I rigged up a cooler as the incubation chamber here. You could also use any kind of curing chamber that can hold a steady 104°F/40°C temperature for 24 hours or so. You don’t need to actively manage humidity, as long as you keep the beans covered with plastic and a towel during the culturing.

This one time, we were on a late night live talk show in Portland, Oregon, stirring natto from Wanpaku Natto.


Natto (Chickpea)

Prep Time 12 hours
Fermentation Time 1 day
Preparation Time 1 hour
Course Side Dish
Cuisine Japanese
Makes 1.5 lbs. (600g)


  • incubating chamber (box with heat source)


  • 250 grams (1/2 lb.) dried chickpeas
  • 1 tsp. (5 ml) home-scale natto starter (i.e. mixed with rice flour)
  • filtered water


  • Soak the dried chickpeas at least 12 hours in cool filtered water (750 ml or 3 times the volume of beans).
  • Drain beans, and cook in twice the volume of fresh filtered water for 45 minutes at a slow simmer.
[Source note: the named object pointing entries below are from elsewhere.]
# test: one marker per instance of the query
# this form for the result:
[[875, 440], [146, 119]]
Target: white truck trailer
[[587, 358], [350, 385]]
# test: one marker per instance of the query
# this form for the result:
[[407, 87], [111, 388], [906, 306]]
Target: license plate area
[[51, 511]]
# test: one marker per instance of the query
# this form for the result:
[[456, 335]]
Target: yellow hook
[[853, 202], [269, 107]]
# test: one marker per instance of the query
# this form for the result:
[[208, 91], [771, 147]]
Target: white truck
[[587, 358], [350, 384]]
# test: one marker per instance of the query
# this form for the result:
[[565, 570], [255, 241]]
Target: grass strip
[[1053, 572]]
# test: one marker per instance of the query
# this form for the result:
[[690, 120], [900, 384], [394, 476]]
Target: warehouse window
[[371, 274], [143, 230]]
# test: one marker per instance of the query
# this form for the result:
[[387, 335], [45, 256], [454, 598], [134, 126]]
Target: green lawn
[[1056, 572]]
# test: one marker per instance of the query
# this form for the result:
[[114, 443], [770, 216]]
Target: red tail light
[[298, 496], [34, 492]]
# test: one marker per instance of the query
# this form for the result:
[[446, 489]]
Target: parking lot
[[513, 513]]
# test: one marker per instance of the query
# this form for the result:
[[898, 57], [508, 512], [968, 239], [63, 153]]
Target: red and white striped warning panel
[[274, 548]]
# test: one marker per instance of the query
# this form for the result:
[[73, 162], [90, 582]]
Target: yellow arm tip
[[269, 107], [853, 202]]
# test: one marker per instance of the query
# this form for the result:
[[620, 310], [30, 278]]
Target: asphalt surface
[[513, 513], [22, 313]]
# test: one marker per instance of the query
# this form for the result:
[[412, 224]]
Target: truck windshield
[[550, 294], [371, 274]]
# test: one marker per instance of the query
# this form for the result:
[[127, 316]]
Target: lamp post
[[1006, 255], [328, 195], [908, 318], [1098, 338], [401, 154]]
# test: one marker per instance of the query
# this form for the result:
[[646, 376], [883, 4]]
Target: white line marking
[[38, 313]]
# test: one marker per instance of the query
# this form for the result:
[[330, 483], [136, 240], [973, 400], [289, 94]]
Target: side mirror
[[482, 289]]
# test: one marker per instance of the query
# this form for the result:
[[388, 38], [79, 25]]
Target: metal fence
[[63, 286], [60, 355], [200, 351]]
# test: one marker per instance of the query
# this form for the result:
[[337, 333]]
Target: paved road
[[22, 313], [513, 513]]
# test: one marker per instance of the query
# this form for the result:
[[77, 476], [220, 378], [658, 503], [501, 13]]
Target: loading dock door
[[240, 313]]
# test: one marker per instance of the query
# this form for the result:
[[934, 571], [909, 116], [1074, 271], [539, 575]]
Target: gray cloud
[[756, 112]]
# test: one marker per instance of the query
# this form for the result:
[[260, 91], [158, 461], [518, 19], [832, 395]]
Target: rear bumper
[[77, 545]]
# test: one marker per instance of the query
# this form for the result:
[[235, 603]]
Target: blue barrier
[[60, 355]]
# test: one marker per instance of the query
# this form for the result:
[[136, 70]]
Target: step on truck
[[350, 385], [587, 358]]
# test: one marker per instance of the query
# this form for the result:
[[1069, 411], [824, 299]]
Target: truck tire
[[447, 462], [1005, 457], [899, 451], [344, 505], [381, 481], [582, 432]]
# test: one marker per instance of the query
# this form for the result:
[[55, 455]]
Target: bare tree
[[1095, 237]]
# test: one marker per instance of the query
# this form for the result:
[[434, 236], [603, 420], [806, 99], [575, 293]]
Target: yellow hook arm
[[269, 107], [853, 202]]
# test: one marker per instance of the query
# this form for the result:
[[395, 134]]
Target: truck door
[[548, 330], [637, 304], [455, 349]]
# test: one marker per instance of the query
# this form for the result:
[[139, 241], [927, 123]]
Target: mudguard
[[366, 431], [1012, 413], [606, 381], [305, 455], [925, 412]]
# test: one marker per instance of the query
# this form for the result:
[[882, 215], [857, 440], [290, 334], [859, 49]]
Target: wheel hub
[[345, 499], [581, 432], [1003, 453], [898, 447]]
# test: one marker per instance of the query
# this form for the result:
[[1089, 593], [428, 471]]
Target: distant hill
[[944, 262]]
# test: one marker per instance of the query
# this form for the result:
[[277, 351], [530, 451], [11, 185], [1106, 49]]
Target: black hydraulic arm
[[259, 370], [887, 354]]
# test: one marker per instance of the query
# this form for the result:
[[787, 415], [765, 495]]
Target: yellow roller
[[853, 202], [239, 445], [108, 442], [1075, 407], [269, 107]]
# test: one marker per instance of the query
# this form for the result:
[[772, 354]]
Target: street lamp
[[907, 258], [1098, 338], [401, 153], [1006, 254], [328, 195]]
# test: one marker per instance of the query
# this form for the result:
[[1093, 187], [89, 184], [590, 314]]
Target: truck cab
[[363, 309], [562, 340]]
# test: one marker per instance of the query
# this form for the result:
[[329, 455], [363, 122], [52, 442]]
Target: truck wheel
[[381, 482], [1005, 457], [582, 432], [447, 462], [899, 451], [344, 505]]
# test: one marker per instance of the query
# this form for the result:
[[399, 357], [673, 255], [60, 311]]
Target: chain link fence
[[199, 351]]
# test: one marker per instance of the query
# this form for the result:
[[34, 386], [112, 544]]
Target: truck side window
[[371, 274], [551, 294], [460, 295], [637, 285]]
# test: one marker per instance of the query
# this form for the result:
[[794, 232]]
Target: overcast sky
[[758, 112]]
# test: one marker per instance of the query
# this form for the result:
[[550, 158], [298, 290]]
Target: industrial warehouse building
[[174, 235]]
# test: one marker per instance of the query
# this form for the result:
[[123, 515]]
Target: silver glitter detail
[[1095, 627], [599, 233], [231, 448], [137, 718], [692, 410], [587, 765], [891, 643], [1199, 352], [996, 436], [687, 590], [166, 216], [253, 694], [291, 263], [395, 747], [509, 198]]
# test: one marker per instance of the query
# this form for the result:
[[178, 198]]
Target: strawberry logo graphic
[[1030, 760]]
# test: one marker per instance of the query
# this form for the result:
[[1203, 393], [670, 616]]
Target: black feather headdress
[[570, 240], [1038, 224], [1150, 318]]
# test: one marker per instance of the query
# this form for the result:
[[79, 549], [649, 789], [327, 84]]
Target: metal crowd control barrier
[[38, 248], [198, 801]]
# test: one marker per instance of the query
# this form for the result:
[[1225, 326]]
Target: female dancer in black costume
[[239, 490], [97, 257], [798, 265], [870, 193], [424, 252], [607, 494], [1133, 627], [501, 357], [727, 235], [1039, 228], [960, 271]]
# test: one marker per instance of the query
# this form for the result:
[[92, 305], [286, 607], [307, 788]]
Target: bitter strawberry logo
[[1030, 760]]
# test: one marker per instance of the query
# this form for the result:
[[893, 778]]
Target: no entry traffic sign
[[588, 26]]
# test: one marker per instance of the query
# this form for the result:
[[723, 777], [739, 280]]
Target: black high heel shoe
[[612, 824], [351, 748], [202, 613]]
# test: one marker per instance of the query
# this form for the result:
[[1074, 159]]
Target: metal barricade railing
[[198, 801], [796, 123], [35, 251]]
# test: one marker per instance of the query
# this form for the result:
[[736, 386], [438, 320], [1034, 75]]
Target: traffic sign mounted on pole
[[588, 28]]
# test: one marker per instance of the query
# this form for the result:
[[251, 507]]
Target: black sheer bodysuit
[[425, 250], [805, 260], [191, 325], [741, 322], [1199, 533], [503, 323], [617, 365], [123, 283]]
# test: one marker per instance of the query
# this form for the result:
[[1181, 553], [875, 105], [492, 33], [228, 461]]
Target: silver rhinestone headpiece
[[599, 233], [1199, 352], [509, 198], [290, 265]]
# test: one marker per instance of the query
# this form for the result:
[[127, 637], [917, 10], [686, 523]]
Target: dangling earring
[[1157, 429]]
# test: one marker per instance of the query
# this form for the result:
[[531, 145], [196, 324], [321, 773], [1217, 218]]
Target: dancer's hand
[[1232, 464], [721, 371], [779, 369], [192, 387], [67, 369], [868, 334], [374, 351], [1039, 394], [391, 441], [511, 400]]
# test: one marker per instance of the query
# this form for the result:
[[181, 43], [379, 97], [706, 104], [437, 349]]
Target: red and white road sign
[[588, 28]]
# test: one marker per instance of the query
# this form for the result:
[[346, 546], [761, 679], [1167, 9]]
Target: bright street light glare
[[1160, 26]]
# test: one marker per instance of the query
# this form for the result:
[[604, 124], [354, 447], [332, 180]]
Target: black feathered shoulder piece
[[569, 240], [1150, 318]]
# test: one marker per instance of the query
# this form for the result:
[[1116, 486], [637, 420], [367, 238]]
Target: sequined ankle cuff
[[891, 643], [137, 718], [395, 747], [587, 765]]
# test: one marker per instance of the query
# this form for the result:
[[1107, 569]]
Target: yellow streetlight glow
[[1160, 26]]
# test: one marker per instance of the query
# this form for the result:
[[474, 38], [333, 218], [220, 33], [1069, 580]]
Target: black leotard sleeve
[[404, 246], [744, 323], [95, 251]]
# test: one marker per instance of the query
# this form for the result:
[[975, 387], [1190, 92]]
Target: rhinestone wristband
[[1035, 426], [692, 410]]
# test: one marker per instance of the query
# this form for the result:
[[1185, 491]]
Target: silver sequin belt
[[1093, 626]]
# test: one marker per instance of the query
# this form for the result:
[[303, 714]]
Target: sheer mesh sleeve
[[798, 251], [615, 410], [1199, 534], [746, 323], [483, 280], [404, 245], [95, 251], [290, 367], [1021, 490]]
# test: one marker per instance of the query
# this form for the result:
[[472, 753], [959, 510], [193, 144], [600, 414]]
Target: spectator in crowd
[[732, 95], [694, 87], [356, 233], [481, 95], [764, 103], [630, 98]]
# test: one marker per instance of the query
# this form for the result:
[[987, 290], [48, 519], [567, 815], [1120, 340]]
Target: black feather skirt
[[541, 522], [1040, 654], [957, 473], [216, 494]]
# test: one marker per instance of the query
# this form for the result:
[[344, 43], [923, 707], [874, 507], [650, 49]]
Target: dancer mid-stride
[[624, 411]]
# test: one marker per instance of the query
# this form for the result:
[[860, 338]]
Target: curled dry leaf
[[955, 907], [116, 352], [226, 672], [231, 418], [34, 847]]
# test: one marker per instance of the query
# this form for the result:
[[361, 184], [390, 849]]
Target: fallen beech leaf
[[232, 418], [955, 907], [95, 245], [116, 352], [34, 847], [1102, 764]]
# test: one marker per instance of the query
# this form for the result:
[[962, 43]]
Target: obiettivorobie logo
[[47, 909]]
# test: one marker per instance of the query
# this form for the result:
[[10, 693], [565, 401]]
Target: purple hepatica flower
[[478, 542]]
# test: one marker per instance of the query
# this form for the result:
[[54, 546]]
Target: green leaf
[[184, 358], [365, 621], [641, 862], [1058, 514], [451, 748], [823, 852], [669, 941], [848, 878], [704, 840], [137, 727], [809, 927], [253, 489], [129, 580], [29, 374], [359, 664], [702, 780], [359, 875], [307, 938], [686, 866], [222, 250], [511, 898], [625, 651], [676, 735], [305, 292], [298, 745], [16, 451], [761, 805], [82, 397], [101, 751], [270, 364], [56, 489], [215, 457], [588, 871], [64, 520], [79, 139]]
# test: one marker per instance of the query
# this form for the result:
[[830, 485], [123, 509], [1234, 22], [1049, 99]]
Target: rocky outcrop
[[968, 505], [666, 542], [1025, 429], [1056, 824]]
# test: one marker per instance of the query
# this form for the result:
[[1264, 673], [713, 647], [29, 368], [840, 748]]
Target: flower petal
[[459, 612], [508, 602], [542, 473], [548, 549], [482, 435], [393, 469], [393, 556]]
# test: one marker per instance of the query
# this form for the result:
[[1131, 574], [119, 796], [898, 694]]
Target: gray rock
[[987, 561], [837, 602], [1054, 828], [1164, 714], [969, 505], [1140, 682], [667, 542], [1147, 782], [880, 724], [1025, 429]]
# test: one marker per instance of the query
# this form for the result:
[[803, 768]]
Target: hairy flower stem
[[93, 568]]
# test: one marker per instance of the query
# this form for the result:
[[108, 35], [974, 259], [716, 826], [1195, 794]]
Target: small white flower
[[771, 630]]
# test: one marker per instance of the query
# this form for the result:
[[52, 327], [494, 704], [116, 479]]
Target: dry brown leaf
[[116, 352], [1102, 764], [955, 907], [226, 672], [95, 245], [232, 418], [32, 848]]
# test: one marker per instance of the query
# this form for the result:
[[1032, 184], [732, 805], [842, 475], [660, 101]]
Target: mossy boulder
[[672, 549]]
Beans should be cooked completely through.
  • Drain beans, let cool down to 104°F/40°C. Optionally remove the husks. Pour beans into a shallow pan (pie dish, casserole, e.g.) where the depth of beans does not exceed 2 inches (5 cm).
  • Sprinkle natto starter and mix evenly throughout beans. Ensure layer is flat and even. Add plastic wrap to cover beans and keep most of the moisture in. They do need a little oxygen, so you can leave one corner or edge of the wrap open.
  • Wrap container in a dish towel and place in a spot such as an incubator that can be kept constant 104°F/40°C for 24 hours.
  • Once the beans have developed a whitish splotchy layer throughout, and an ammonia-like aroma is present, the natto is finished.
  • Remove from chamber. Let cool 2 hours, then place in refrigerator to "cure" for another 1 to 3 days for best flavor.
  • Store in an airtight container in refrigerator for up to a few weeks. For longer shelf life, store airtight in freezer.